L’origine des fonds utilisés pour financer la campagne électorale des candidats, et en particulier celle du président sortant Abdelaziz Bouteflika, soulève de nombreuses critiques.

A chaque élection, la question de l’intrusion des forces de l’argent dans le politique est posée. Des rumeurs évoquent le règne de la chkara [argent sale]. En un mot, des soupçons pèsent sur le financement de la campagne d’Abdelaziz Bouteflika. Des hommes d’affaires auraient versé la « dîme » dans l’opacité la plus totale, parvenant à rassembler entre 700 et 1 000 milliards de centimes de dinars [1 milliard de centimes de dinars équivaut à 100 000 euros] pour le candidat Bouteflika, selon des organes de presse.

Une constitutionnaliste soutient en ce sens que la loi électorale de 2012 présente des limites : elle affiche l’incapacité à cerner l’argent sale de la campagne, ce qu’on appelle en Algérie la chkara. Il faudrait une commission composée de spécialistes à même de savoir éplucher les comptes des candidats qui pourrait débusquer ce genre de fraude.

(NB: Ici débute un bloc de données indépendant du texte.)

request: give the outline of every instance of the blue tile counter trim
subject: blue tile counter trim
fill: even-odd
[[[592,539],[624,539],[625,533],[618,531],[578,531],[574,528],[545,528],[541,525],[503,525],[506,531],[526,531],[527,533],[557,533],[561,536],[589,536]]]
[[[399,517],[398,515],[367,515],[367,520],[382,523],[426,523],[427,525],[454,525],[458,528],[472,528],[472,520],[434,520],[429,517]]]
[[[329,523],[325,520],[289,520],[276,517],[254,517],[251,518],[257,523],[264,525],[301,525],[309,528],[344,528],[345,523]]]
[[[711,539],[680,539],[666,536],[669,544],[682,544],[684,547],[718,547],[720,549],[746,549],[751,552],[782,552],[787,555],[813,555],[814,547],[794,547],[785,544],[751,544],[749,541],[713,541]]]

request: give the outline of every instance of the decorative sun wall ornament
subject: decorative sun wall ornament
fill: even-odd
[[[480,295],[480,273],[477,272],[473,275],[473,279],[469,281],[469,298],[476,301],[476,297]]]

Cette situation renvoie à une limite de l’économie nationale : les énormes masses d’argent circulant hors des circuits bancaires, les énormes transactions sans factures et les maigres progrès dans la traçabilité des opérations.

L’efficacité du verbe pour séduire les électeurs

La commission de supervision des élections, elle aussi, n’exerce pas un pouvoir de contrôle dans ce domaine. Du coup, cette collusion entre le pouvoir de l’argent et le politique ne peut être évitée, laisse entendre la spécialiste. De ce fait, l’élection présidentielle enregistre une disproportion entre les moyens à la disposition de chaque candidat. D’une part, nous avons un candidat du pouvoir [le président sortant Abdelaziz Bouteflika] qui bénéficie d’une très importante logistique et, d’autre part, trois concurrents [Ali Fewzi Rebaïne, Abdelaziz Belaïd et Moussa Touati] à faibles ressources pour financer la campagne.

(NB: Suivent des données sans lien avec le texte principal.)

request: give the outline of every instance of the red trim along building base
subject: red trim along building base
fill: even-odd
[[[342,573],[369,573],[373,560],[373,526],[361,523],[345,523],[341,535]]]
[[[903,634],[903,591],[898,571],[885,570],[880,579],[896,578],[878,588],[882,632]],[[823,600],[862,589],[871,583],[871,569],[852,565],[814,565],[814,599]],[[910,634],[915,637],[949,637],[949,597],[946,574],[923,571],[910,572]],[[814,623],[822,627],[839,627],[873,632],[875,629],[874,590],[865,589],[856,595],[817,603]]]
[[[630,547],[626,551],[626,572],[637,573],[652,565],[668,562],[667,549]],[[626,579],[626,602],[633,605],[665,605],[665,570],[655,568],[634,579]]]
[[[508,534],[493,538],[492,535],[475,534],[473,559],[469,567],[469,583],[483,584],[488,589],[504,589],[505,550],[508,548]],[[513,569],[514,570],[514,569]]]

Seuls les candidats Ali Benflis et Louisa Hanoune semblent bénéficier de plus gros moyens, mais sans commune mesure avec ceux du chef de l’Etat. Nous assistons donc à un combat inégal. Les cinq prétendants à la magistrature suprême misent alors sur l’efficacité du verbe pour séduire les électeurs et remporter l’élection.

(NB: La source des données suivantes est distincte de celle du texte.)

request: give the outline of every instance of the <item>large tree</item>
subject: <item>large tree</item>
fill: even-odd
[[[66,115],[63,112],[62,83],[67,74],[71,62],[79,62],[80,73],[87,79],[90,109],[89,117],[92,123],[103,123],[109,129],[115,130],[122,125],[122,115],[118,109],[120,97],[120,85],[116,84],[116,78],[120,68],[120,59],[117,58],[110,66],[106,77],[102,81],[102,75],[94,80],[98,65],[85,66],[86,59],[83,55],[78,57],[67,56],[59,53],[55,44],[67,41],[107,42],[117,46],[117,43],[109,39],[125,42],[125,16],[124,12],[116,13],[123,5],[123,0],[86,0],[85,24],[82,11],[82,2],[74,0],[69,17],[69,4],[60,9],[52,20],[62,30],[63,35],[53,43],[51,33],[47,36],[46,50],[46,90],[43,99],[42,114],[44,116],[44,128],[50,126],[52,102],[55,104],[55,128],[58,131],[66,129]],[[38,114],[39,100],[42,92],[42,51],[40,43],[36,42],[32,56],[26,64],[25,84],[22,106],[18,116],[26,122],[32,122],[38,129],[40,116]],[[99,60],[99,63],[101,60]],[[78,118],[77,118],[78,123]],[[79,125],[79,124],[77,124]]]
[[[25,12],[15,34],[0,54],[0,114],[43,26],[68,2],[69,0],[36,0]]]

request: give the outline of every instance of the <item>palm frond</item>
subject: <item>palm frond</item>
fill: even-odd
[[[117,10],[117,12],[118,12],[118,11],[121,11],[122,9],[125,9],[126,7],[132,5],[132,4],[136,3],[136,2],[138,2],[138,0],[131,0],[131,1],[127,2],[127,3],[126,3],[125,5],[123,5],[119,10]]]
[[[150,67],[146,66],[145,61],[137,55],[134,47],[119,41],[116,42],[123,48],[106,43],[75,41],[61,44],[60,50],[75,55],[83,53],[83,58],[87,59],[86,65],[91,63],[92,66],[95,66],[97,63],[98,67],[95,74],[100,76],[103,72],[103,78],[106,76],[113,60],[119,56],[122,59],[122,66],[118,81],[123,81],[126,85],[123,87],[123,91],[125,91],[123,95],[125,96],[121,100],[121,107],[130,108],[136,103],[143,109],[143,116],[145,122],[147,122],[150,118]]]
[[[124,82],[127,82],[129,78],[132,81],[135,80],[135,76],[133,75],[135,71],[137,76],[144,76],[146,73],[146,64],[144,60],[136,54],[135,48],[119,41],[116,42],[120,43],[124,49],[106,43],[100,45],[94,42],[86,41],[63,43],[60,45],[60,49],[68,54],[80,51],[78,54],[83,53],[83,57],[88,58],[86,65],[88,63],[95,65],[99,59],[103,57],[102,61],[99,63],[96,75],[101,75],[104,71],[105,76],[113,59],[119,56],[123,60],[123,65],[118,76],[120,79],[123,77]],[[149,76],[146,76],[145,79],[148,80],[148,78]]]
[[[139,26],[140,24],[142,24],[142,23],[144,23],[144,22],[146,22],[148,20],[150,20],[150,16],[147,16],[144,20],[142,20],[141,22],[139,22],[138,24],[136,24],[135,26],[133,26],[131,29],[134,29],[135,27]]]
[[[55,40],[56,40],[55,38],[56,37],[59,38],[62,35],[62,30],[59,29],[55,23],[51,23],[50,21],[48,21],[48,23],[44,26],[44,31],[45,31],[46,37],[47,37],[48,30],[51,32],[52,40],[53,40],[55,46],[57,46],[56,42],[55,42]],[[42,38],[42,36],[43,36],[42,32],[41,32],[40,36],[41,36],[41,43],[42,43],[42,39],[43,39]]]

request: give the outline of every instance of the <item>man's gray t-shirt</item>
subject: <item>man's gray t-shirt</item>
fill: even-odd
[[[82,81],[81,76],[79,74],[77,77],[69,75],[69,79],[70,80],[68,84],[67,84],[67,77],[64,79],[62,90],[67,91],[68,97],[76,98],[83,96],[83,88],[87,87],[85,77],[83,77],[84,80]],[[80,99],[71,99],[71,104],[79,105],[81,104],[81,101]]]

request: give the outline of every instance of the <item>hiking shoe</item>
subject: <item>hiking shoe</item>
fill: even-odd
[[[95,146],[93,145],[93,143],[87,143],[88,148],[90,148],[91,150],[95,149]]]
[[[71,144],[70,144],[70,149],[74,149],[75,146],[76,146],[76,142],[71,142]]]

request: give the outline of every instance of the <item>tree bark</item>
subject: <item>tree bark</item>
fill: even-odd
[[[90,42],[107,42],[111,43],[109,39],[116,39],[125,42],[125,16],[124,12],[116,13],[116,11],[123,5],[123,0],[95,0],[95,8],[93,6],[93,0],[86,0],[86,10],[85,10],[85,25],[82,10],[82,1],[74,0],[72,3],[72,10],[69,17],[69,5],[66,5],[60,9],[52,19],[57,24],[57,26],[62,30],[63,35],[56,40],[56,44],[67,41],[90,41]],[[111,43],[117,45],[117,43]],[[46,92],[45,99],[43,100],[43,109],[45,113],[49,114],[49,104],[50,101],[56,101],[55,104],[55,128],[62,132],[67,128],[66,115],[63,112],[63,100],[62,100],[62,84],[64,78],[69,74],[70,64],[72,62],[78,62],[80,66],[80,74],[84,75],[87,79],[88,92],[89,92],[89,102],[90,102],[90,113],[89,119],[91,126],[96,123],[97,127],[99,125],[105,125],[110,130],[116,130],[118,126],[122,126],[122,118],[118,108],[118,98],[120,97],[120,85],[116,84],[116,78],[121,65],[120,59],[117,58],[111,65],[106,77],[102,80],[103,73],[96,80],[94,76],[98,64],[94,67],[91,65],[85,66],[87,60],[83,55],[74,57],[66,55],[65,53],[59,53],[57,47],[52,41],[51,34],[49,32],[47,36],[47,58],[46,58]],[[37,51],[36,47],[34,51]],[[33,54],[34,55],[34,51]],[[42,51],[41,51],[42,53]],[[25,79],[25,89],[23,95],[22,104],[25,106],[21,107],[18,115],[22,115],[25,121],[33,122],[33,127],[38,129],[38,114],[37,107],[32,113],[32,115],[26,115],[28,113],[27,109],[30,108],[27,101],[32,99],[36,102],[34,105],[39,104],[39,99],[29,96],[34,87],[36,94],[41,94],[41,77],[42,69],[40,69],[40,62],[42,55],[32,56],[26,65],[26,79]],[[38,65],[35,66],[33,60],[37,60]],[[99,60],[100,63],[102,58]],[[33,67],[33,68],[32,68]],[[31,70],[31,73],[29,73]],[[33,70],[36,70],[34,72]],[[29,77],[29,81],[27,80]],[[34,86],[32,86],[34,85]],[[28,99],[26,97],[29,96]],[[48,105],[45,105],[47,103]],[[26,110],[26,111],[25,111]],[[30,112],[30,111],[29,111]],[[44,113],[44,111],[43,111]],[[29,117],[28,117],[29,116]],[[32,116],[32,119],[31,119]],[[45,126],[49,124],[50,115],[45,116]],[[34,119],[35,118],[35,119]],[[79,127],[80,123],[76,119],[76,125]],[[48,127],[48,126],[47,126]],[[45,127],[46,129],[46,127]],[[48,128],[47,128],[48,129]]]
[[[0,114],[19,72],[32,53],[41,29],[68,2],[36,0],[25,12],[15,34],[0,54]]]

Mais les dés ne sont-ils pas pipés ? En effet, à moins d’un événement imprévu, tout semble s’acheminer vers la réélection du président Bouteflika. La machine a été mise en branle depuis plusieurs semaines : soutiens multiformes, alliance avec les forces de l’argent. La question est de savoir si le lobby financier est en train de consolider son pouvoir au point de conduire le pays vers une destination loin des aspirations de la majorité de la population.